MISS HERSCHEL TO J. F. W. HERSCHEL.
Sept. 25, 1827.
Dearest Nephew,—
Herewith you will receive what I have called No. 1, which was never intended to have met your eye as it is; but, as contrary to my expectation, my No. 2 was so cordially received by you, I had intended to send you only an abridgment of it, because it contains many things which must be very uninteresting and almost unintelligible to you on account of your being unacquainted with the (then) manners and customs of this country, besides requiring to remember that my father and mother were born and educated some hundred and twenty years back. But I must send it as it is, or destroy it immediately, for I feel I shall now never get well enough for making any alteration further than running my eye over it and adding a note here and there where necessary. But I wish not to leave my memorandums any longer to the chance of falling into the hands of officious would-be learned ignorance, to furnish a paragraph in some newspaper or journal.
I will, however, save you and myself the trouble of further apologising for sending you these papers, but just explain my reason for taking a copy of them with me.

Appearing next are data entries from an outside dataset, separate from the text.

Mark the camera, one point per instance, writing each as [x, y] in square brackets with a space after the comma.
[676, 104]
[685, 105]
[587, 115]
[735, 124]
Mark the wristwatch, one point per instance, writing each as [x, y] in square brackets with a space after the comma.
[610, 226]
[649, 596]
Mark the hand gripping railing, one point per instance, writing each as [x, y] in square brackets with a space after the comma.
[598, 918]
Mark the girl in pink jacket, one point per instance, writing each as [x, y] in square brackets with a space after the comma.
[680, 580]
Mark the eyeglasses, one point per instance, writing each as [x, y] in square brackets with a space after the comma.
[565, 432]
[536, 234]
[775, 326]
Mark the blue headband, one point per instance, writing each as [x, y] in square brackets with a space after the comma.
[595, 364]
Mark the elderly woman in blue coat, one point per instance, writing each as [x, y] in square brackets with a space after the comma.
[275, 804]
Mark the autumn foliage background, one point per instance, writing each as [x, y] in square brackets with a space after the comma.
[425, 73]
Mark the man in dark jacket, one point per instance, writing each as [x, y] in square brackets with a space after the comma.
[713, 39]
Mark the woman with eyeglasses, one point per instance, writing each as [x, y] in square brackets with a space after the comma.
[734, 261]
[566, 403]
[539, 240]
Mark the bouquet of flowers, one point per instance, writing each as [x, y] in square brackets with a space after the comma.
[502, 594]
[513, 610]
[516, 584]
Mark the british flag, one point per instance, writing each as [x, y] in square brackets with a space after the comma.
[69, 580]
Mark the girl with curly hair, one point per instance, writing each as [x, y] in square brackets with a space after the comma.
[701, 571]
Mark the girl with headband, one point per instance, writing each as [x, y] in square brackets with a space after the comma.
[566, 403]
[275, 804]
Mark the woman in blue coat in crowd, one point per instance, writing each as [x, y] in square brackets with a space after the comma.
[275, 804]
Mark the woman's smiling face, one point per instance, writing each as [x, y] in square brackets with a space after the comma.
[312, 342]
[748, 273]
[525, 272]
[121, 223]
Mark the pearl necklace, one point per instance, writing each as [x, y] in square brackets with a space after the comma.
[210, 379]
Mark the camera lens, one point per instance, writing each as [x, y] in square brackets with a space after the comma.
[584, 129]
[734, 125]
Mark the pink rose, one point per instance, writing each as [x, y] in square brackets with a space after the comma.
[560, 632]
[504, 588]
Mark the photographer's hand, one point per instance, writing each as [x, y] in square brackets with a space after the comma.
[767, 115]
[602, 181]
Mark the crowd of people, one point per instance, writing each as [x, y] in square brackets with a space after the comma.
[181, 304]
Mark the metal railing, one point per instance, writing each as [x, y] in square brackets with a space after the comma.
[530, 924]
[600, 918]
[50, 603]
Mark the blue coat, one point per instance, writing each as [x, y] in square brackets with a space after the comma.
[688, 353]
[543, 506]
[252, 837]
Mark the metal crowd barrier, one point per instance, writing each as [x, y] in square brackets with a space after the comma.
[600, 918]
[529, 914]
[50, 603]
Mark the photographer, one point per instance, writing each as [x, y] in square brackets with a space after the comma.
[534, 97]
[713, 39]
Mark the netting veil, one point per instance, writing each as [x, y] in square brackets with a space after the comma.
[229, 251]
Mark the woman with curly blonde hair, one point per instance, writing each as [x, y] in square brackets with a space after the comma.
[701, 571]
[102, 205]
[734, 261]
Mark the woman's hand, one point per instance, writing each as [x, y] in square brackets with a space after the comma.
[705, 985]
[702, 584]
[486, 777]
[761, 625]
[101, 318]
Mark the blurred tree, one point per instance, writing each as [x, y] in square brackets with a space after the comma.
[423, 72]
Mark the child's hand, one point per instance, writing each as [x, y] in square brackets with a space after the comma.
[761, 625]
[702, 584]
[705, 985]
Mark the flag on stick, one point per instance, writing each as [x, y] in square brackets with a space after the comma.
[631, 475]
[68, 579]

When I took my leave of the contents of your father’s library, it was parting from all with which my heart and soul had been engaged for the best part of my life, and I could not withstand the temptation of carrying away with me an index for assisting my memory when in my reveries I should imagine myself to be on the spot where I took leave of all that had been most dear to me.
What is contained in No. 1 I had intended for an everlasting pleasing melancholy subject for conversation with my brother Dietrich, if I should go back again to the place where I first drew my breath, and where the first twenty-two years of my life (from my eighth year on) had been sacrificed to the service of my family under the utmost self-privation without the least prospect or hope of future reward. Or in case I had died in England, it was to have been sent to D., for I wished him to get a more correct idea of our father than what I thought he had formed of that excellent being.

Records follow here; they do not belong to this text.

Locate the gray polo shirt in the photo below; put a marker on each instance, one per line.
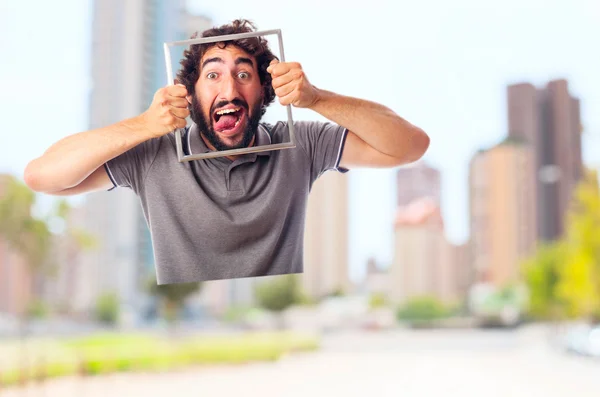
(216, 218)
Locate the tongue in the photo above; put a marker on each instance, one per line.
(226, 122)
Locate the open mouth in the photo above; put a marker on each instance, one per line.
(227, 120)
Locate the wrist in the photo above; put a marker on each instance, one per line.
(318, 97)
(139, 125)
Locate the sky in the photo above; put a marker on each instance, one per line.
(443, 66)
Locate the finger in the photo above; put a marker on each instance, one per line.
(176, 90)
(282, 68)
(287, 99)
(271, 65)
(177, 102)
(180, 113)
(284, 90)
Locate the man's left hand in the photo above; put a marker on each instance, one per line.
(291, 84)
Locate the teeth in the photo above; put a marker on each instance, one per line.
(225, 111)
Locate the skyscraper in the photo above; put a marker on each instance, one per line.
(127, 68)
(416, 181)
(326, 236)
(424, 261)
(16, 279)
(502, 218)
(549, 119)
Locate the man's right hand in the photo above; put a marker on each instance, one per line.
(167, 112)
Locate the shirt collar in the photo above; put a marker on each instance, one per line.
(197, 145)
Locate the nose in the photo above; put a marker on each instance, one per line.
(229, 89)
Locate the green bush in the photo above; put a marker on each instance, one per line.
(107, 353)
(422, 309)
(377, 300)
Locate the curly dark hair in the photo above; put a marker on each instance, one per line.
(257, 47)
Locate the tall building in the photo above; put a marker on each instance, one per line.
(16, 279)
(418, 180)
(128, 66)
(424, 261)
(549, 119)
(326, 236)
(502, 216)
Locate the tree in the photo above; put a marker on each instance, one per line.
(172, 297)
(279, 294)
(422, 310)
(579, 277)
(107, 309)
(563, 277)
(31, 236)
(541, 273)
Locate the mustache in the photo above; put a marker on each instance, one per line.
(235, 102)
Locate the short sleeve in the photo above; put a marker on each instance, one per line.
(129, 169)
(323, 143)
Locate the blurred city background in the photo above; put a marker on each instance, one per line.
(475, 270)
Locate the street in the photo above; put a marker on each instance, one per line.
(388, 363)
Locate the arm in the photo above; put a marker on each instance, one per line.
(74, 164)
(377, 136)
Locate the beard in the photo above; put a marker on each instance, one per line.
(207, 129)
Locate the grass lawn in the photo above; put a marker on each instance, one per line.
(105, 353)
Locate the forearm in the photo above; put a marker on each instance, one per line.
(377, 125)
(72, 159)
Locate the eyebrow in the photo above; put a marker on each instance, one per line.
(238, 61)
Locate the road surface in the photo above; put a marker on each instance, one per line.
(390, 363)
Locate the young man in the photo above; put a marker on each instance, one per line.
(228, 217)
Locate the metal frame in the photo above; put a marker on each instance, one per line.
(170, 80)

1827. Letter to her Nephew.
He never recollected the eight years’ care and attention he had received from his father, but for ever murmured at having received too scanty an education, though he had the same schooling we all of us had had before him.
I ought to remember here, I suppose it was in the year 1818, or perhaps earlier, your father wished to draw up the biographical memorandum you have in your possession. But finding himself much at a loss for the dates of the month, or even the year when he first arrived in England with his brother Jacob, I offered to bring some events to his recollection by telling what I remembered having passed at home during the two years his brother was with him, with the proviso not to criticize on telling my story in my own way. But not being very positive about the exact date when my eldest brother returned, I wrote to my brother D. for the date when Jacob entered the orchestra, and found not to have been much out in my reckoning. And from that time on, your father became more settled, and could have recourse to the heads of his compositions, &c., &c., for the dates he wanted for his purpose.